McDavid arrival drives ticket prices outside Edmonton

Connor McDavid is already helping the Edmonton Oilers off the ice. Even before the start of the NHL regular season, the addition of the top draft pick has seen Oilers’ ticket sales climb 131 per cent compared to last year on the secondary market, according to StubHub.com.

TORONTO — Connor McDavid is already helping the Edmonton Oilers off the ice.

Even before the start of the NHL regular season, the addition of the top draft pick has seen Oilers’ ticket sales climb 131 per cent compared to last year on the secondary market, according to StubHub.com.

McDavid’s arrival has catapulted Edmonton from 16th to sixth-best selling team on the ticket resale website.

“It’s not just Connor McDavid, it’s the idea that he’s the first since Mark Messier and Wayne Gretzky to really bring a lot of buzz to the town,” said Jeff Poirier, StubHub Canada country manager. “I think there’s not just renewed hope around that, but there’s also this sort of nostalgic thing going on around Rexall Place and the fact that that’s going to be replaced by Rogers Place.”

Poirier suggested that there could be extra demand for Oilers tickets at the end of the season with the expectation that there would be a special ceremony at Rexall Place, where the classic Edmonton teams of the 1980s and early 1990s won their five Stanley Cups.

McDavid’s impact extends beyond northern Alberta, with the Oilers becoming the seventh-best selling road team in the NHL, joining the ranks of bigger market teams like the Original Six and Pittsburgh Penguins.

“Coming into the season people knew he was going to be there,” said Poirier.

“In terms of the NHL, I’m not sure that we’ve seen, at least in recent history, a jump like this due to one player.”

To put McDavid’s impact in context, LeBron James’s return to Cleveland last season saw Cavaliers ticket sales rocket up more than 1,000 per cent.
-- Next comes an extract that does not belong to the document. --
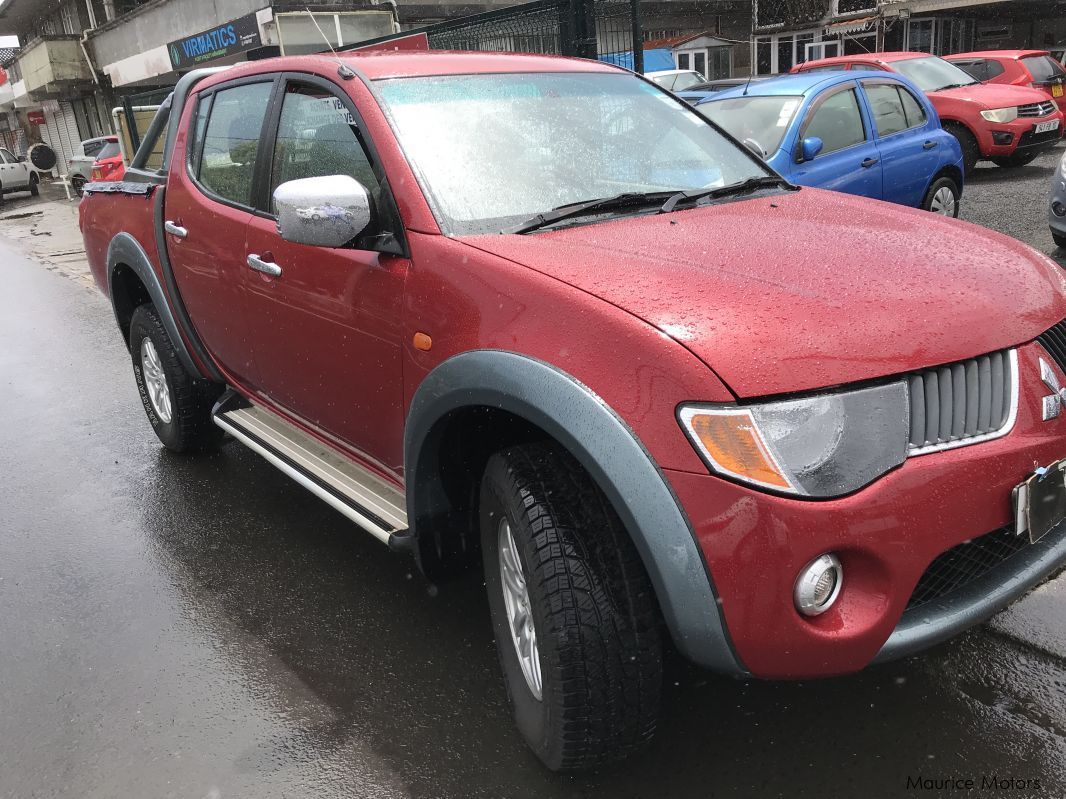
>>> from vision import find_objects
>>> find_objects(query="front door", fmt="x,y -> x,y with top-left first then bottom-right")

Tampa Bay Buccaneers sales rose 15 per cent after drafting quarterback Jameis Winston first overall heading into this NFL season.

The Toronto Blue Jays saw a 73-per-cent spike in secondary-market ticket sales after the acquisition of ace David Price and all-star shortstop Troy Tulowitzki at baseball’s trade deadline.

An increased demand has driven up the cost of Oilers tickets slightly, with the average ticket price on the secondary market rising to US$156 from $152 a year ago, according to SeatGeek.com, a website that aggregates prices on ticket resales.

Calgary Flames tickets have also escalated with an average cost of $120 compared to $117 last season, as have Ottawa Senators seats which are now $92 versus $89.

The rebuilding Toronto Maple Leafs have seen ticket prices drop nearly 20 per cent from $252 to $194. The Montreal Canadiens’ average resale price is $161, down from $164 a year ago. Vancouver Canucks tickets are at $113, down slightly from $115 last season.

Due to stricter resale laws in Manitoba figures for the Winnipeg Jets are unavailable.